Cakebarring and Cancer: An Unlikely Marriage of 2013

This year -- the one where I signed on to bake 50 cakes and take them to bars around Los Angeles in hopes of finally finding a boyfriend -- also happened to be the one where my best friend Chrissy, my roommate and the champion behind my baking and blogging shenanigans, was diagnosed with brain cancer.


What has transpired since is a kind of forced marriage in our apartment between sugar and sickness, barhopping and pharmaceuticals, and so many cakes buoying us along with their implied celebratory presence. The repercussions of both situations -- the cancer and the cakebarring -- have actually started to mirror each other in strange but comforting ways. Chrissy tries out new wigs while I try out new recipes. We learn how to talk to doctors about cancer while we learn how to talk to boys in bars. Our friends take Chrissy to MRI scans when I'm at work, walking her dog and offering to sleep over, the same saints who drive across LA at all hours of the night to eat cake in bars even when they aren't hungry, just to help me with my blog. I really don't know what we'd do without them.


Perhaps the biggest irony of all is that while I've been baking non-stop, Chrissy can't eat any of the cake or drink anything at the bar, forced into taking a more passive role in the boyfriend baiting project she jokingly suggested I start up last year, and then pushed me to actually complete.
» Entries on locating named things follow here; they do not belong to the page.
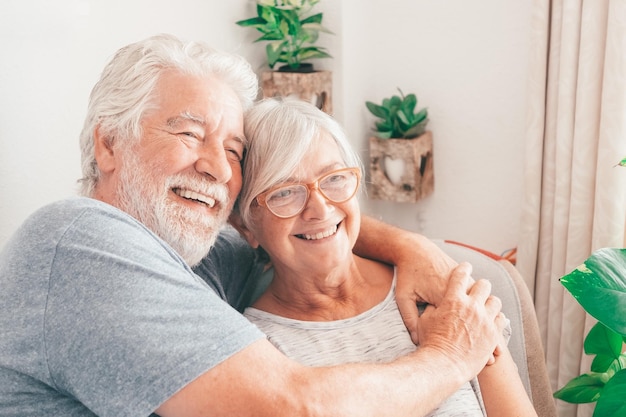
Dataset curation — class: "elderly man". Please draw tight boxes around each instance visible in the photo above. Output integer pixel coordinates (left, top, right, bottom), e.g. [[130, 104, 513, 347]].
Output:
[[0, 35, 501, 417]]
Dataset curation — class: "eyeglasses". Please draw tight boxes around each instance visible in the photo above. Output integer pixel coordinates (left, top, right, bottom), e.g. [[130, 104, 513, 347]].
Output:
[[256, 168, 361, 219]]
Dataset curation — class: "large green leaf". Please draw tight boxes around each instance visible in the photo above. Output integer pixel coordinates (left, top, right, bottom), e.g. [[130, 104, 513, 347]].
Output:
[[584, 323, 622, 358], [554, 372, 608, 404], [593, 370, 626, 417], [561, 248, 626, 336]]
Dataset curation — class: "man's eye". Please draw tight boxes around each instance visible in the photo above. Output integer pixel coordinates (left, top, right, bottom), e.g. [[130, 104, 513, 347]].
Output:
[[226, 149, 243, 162], [179, 132, 198, 139]]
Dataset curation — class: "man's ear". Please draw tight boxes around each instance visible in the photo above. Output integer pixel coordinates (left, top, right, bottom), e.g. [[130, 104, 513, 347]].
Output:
[[93, 125, 116, 173], [228, 210, 259, 249]]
The morning we learned something was seriously wrong with her was the day after I found out someone I really loved was definitely not interested in being my boyfriend, and I must have misinterpreted all of the beautiful things he had said to me. There was really no point in dwelling on the rejection, and I was ready to give up on the blog that had led me to him; it was suddenly far more important to shift full focus to Chrissy's treatment and her recovery. She insisted I start baking and going to bars again, continuing on with the project. "It will be so good for your writing," she kept saying. "It will lead to something."


My favorite thing I've written all year is a blog entry about her, a welcome digression from boys and cakes and bars. I wrote it after visiting her at the hospital a few hours after she woke up from brain surgery in June. It's the only thing I've ever written in one sitting.


Up until this year, I always felt like I had a tiny voice. It comes out higher and frailer than I think it is, and I cringe when I hear it play on my voicemail recording at work. Maybe this is why I love to write, and why I love my cakebarring project. I'd like to think the only thing that comes across is the voice I want people to hear -- unwavering, funny, grateful, possibly tinged with diabetes. It's the same voice I tried to get out while comforting Chrissy in her doctor's office during that first visit in May when he gently told us that she most likely had a brain tumor. It's the same voice I need while we wait out the rest of her treatment.


It would be more than appropriate to say the year has been a series of sugar highs and sugar crashes, hints of opportunity interrupted by reminders of our vulnerability in the face of illness. I have so much gratefulness for all the good in my lucky life, and for all the wiser I am from the bad. I didn't find a boyfriend this year, but I have no complaints.